Il sintomo più caratteristico è la comparsa sulle foglie di macchie tondeggianti, di colore scuro, con un alone più chiaro che ricorda appunto l’occhio di una piuma di pavone. Nelle fasi iniziali le macchie possono essere poco visibili, soprattutto sulla pagina superiore della foglia, mentre risultano più evidenti su quella inferiore. Con il progredire dell’infezione, le foglie colpite ingialliscono e cadono prematuramente, causando una defogliazione che indebolisce la pianta.

Il fungo sverna sulle foglie infette rimaste sulla pianta o cadute al suolo e riprende l’attività in presenza di condizioni ambientali favorevoli. Temperature miti, generalmente comprese tra 10 e 20 °C, unite a elevata umidità e piogge frequenti, favoriscono la germinazione delle spore e la diffusione della malattia. Per questo motivo l’occhio di pavone è particolarmente aggressivo in autunno e in primavera.

I danni indiretti sono spesso i più rilevanti: la perdita di foglie riduce la capacità fotosintetica dell’olivo, con conseguente diminuzione della produzione e maggiore sensibilità a stress idrici e termici. Negli attacchi più gravi si può osservare anche un peggioramento della qualità delle olive.

Recentemente sono state fornite nuove informazioni sull'eziologia di Venturia oleaginea, l'agente causale della malattia dell'occhio di pavone nell'oliva.

Sono stati identificati due periodi distinti di eventi di infezione durante ogni stagione di crescita: il primo in autunno e il secondo in primavera. Inoltre, è stata segnalata l'insorgenza di due episodi di sviluppo della malattia: il primo alla fine dell'autunno / inizio dell'inverno, e il secondo in primavera e all'inizio dell'estate.

Uno studio ha esaminato sperimentalmente l'implementazione pratica di queste nuove intuizioni. Quattro esperimenti sono stati eseguiti nelle stagioni 2021/2 e 2022/3 negli oliveti sotto epidemie naturali.

I risultati hanno dimostrato che l'applicazione di 1 o 2 trattamenti prima o dopo il primo grande evento di piovoso nella stagione (il tempo presunto delle infezioni che generano il secondo episodio di malattia) riduce significativamente lo sviluppo della patologia.

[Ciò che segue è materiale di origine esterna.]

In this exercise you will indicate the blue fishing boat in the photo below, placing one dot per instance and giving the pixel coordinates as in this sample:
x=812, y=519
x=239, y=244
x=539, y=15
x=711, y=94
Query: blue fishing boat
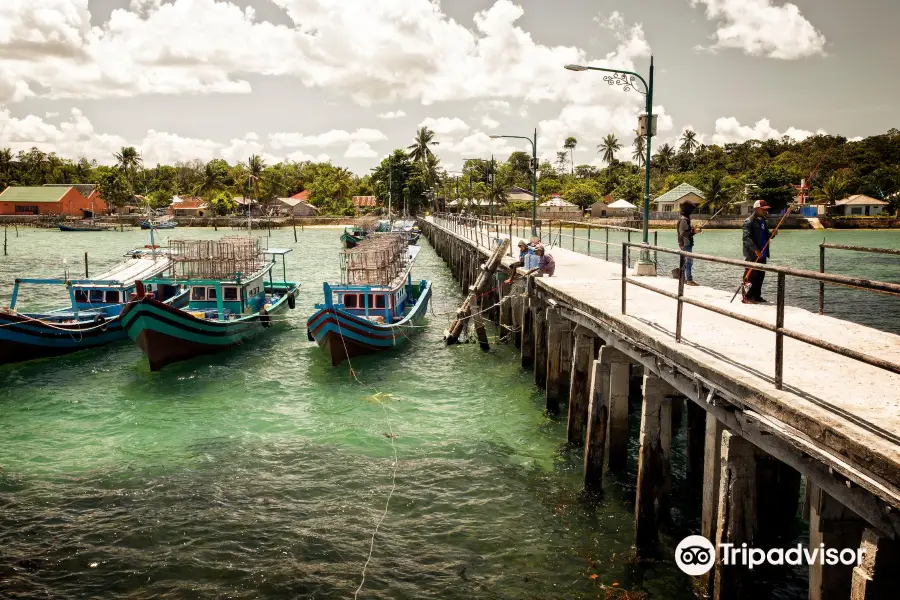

Il livello di soppressione della malattia raggiunto da questi trattamenti non era inferiore al livello di controllo della malattia raggiunto da 9 trattamenti consecutivi in una stagione.

L'effetto dell'applicazione in una stagione sullo sviluppo dell'occhio di pavone nella stagione successiva è stato valutato negli stessi oliveti, ed è stato scoperto che se la malattia non è controllata durante le due stagioni consecutive, la sua gravità aumenta notevolmente nella stagione successiva, ma se la malattia è gestita correttamente nella prima stagione, la sua gravità nella stagione successiva può essere minima o addirittura inesistente.